As an example, assume a source entry has a DN of CN=Anna Gold,o=activedirectory and the target DN expression is ${rdn[1]},o=companydirectory. The transformation would try to find an entry identified as CN=Anna Gold,o=companydirectory in the destination. If the entry did not exist, it would be inserted. If the entry exists, it would be updated.

DN expressions support a mix of constant (string) characters and attribute substitution, function substitution, and RDN substitution. The table below summarizes some examples of DN expressions.

Type of substitution
Examples

Attribute Substitution
Use ${attributeName} in the DN expression.

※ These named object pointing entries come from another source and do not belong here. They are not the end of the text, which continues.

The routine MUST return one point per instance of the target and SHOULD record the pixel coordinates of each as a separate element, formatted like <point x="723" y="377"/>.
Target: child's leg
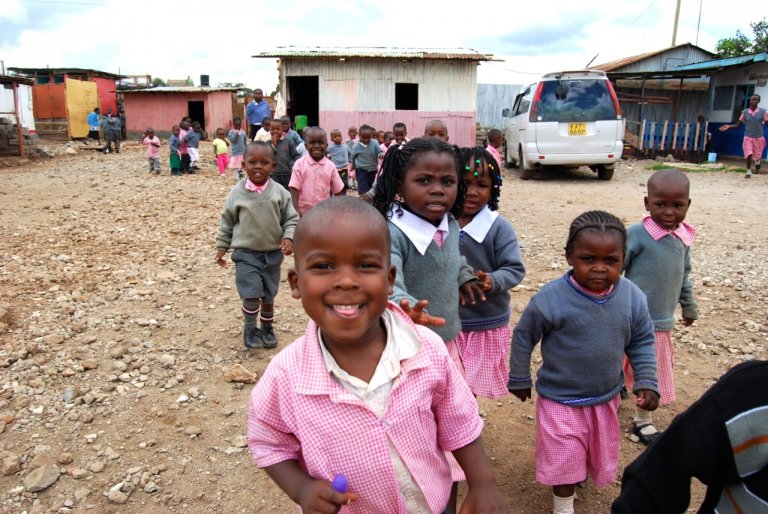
<point x="562" y="498"/>
<point x="267" y="318"/>
<point x="251" y="334"/>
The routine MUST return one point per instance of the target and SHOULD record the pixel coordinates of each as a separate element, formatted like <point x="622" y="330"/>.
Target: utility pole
<point x="677" y="19"/>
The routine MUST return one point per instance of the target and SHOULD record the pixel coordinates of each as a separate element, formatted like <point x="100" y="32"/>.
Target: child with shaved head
<point x="364" y="393"/>
<point x="658" y="261"/>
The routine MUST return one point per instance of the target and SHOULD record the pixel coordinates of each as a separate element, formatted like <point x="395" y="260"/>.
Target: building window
<point x="406" y="97"/>
<point x="723" y="98"/>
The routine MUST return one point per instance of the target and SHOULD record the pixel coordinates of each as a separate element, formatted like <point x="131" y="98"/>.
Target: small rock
<point x="41" y="478"/>
<point x="117" y="496"/>
<point x="237" y="373"/>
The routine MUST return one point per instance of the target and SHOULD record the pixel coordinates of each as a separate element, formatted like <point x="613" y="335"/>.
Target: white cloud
<point x="176" y="40"/>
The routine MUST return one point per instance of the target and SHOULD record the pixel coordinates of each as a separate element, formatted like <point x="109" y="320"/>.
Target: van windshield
<point x="575" y="100"/>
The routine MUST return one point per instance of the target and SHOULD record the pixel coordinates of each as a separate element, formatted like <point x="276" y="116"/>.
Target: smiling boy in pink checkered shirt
<point x="365" y="392"/>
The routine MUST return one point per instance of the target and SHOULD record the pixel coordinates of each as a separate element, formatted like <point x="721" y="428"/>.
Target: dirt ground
<point x="117" y="330"/>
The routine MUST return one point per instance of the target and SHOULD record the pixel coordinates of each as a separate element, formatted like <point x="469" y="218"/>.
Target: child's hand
<point x="647" y="399"/>
<point x="485" y="497"/>
<point x="523" y="394"/>
<point x="470" y="292"/>
<point x="417" y="314"/>
<point x="220" y="258"/>
<point x="317" y="496"/>
<point x="485" y="281"/>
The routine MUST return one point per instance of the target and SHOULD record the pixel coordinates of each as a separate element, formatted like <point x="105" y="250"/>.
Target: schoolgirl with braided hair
<point x="489" y="243"/>
<point x="586" y="321"/>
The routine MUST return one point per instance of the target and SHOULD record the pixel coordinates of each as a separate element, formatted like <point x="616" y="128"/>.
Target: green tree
<point x="742" y="45"/>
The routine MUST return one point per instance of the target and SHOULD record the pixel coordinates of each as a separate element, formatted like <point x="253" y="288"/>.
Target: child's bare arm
<point x="417" y="314"/>
<point x="310" y="494"/>
<point x="483" y="494"/>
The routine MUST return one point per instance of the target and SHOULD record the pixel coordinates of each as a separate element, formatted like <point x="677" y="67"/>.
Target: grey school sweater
<point x="258" y="222"/>
<point x="583" y="343"/>
<point x="661" y="270"/>
<point x="434" y="276"/>
<point x="498" y="254"/>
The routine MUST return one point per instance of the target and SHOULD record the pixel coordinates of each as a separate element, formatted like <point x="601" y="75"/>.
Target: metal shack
<point x="339" y="87"/>
<point x="16" y="114"/>
<point x="63" y="98"/>
<point x="163" y="107"/>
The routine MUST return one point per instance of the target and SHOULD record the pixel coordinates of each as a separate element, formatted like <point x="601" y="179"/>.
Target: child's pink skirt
<point x="665" y="366"/>
<point x="236" y="162"/>
<point x="485" y="355"/>
<point x="573" y="442"/>
<point x="222" y="160"/>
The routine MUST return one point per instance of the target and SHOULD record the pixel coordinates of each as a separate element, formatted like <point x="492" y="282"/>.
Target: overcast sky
<point x="173" y="40"/>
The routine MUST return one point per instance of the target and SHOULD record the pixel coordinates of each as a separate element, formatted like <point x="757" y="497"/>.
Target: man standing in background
<point x="257" y="110"/>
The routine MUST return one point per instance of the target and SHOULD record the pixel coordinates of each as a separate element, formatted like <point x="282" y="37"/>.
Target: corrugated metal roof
<point x="186" y="89"/>
<point x="10" y="79"/>
<point x="726" y="62"/>
<point x="620" y="63"/>
<point x="57" y="71"/>
<point x="374" y="52"/>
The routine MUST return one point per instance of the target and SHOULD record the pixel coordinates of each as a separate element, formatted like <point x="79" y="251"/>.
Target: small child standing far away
<point x="340" y="155"/>
<point x="350" y="142"/>
<point x="192" y="139"/>
<point x="489" y="243"/>
<point x="658" y="261"/>
<point x="258" y="221"/>
<point x="586" y="321"/>
<point x="495" y="138"/>
<point x="221" y="150"/>
<point x="314" y="177"/>
<point x="238" y="138"/>
<point x="365" y="159"/>
<point x="285" y="154"/>
<point x="327" y="404"/>
<point x="753" y="144"/>
<point x="174" y="145"/>
<point x="153" y="150"/>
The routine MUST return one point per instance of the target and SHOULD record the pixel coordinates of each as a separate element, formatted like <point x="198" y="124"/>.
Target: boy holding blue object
<point x="365" y="392"/>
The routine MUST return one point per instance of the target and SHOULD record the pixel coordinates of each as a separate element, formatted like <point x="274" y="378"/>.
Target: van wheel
<point x="604" y="172"/>
<point x="525" y="174"/>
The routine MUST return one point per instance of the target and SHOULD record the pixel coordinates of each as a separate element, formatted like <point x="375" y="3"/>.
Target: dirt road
<point x="117" y="329"/>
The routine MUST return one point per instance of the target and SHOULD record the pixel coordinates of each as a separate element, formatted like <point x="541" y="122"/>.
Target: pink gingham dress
<point x="298" y="411"/>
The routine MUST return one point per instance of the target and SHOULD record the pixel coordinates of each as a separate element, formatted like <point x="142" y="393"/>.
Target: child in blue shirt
<point x="586" y="321"/>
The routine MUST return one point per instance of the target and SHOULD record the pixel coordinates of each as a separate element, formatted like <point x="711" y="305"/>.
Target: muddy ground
<point x="117" y="329"/>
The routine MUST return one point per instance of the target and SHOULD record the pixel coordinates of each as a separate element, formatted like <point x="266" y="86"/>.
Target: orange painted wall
<point x="163" y="110"/>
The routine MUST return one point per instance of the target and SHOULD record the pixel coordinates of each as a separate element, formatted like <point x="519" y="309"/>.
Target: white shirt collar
<point x="418" y="230"/>
<point x="480" y="225"/>
<point x="402" y="343"/>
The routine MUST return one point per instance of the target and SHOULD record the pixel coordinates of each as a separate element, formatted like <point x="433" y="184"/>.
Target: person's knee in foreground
<point x="658" y="261"/>
<point x="721" y="440"/>
<point x="364" y="393"/>
<point x="586" y="321"/>
<point x="258" y="221"/>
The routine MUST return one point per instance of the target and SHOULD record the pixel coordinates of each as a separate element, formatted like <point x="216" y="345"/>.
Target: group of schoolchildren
<point x="408" y="293"/>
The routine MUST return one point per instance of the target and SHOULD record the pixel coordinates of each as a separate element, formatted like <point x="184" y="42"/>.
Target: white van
<point x="567" y="118"/>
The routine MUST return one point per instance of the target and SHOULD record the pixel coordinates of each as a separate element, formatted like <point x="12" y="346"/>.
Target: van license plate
<point x="577" y="129"/>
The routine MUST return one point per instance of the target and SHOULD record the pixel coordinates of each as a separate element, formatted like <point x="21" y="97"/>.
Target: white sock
<point x="563" y="505"/>
<point x="644" y="417"/>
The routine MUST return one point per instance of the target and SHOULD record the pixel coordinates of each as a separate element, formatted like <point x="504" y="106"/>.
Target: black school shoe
<point x="268" y="336"/>
<point x="252" y="338"/>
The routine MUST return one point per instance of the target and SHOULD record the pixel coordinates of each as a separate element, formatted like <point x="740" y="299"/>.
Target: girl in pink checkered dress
<point x="586" y="321"/>
<point x="658" y="261"/>
<point x="489" y="243"/>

Source Event:   { eventID: uid=jsmith,ou=Sales,o=SuperCompany, firstName: John, lastName: Smith }
DN Expression: cn=${firstName} ${lastName},ou=People,o=MyOrg
Result: cn=John Smith,ou=People,o=MyOrg

Function Substitution
The result of a function call on the attributes of a source event can be used with the function substitution notation:
${functionName(attributeName1,attributeName2, …}

Source Event:   { eventID: uid=jsmith,ou=Sales,o=SuperCompany, firstName: John, lastName: Smith }
DN Expression: cn=${uppercase(firstName)},ou=People,o=MyOrg
Result: cn=JOHN,ou=People,o=MyOrg

RDN Substitution
Insert portions (one or more RDN components) of the source event DN using the following formats are supported:
${rdn[index]}
${rdn[startIndex:endIndex]}
${rdn[startIndex:]}
${rdn[:endIndex}]
${rdn_value[index]}
${rdn_value[startIndex:endIndex]}
${rdn_value[startIndex:]}
${rdn_value[:endIndex]}

Source Event:   { eventID: uid=jsmith,ou=Sales,o=SuperCompany, firstName: John, lastName: Doe }
DN Expression: ${rdn[1]},ou=People,o=MyOrg<br>Result: uid=jsmith,ou=People,o=MyOrg

Source Event:   { eventID: uid=jsmith,ou=Sales,o=SuperCompany, firstName: John, lastName: Doe }
DN Expression: ${rdn[-1]},ou=People,o=MyOrg
Result: o=SuperCompany,ou=People,o=MyOrg

Source Event:   { eventID: uid=jsmith,ou=Sales,c=USA,o=SuperCompany, firstName: John, lastName: Doe }
DN Expression: ${rdn[2:3]},ou=People,o=MyOrg<br>Result: ou=Sales,c=USA,ou=People,o=MyOrg

Source Event:   { eventID: uid=jsmith,ou=Sales,c=USA,o=SuperCompany, firstName: John, lastName: Doe }
DN Expression: ${rdn[2:]},ou=People,o=MyOrg<br>Result: ou=Sales,c=USA,o=SuperCompany,ou=People,o=MyOrg

Source Event:   { eventID: uid=jsmith,ou=Sales,c=USA,o=SuperCompany, firstName: John, lastName: Doe }
DN Expression: ${rdn[:2]},ou=People,o=MyOrg<br>Result: uid=jsmith,ou=Sales,ou=People,o=MyOrg

Source Event:   { eventID: uid=jsmith,ou=Sales,o=SuperCompany, firstName: John, lastName: Doe }
DN Expression: displayName=${rdn_value[1]},ou=People,o=MyOr


Source event filter

The source event filter is applied on each change event to determine if the attribute mappings are processed. If an entry passes the filter, the attribute mappings are evaluated.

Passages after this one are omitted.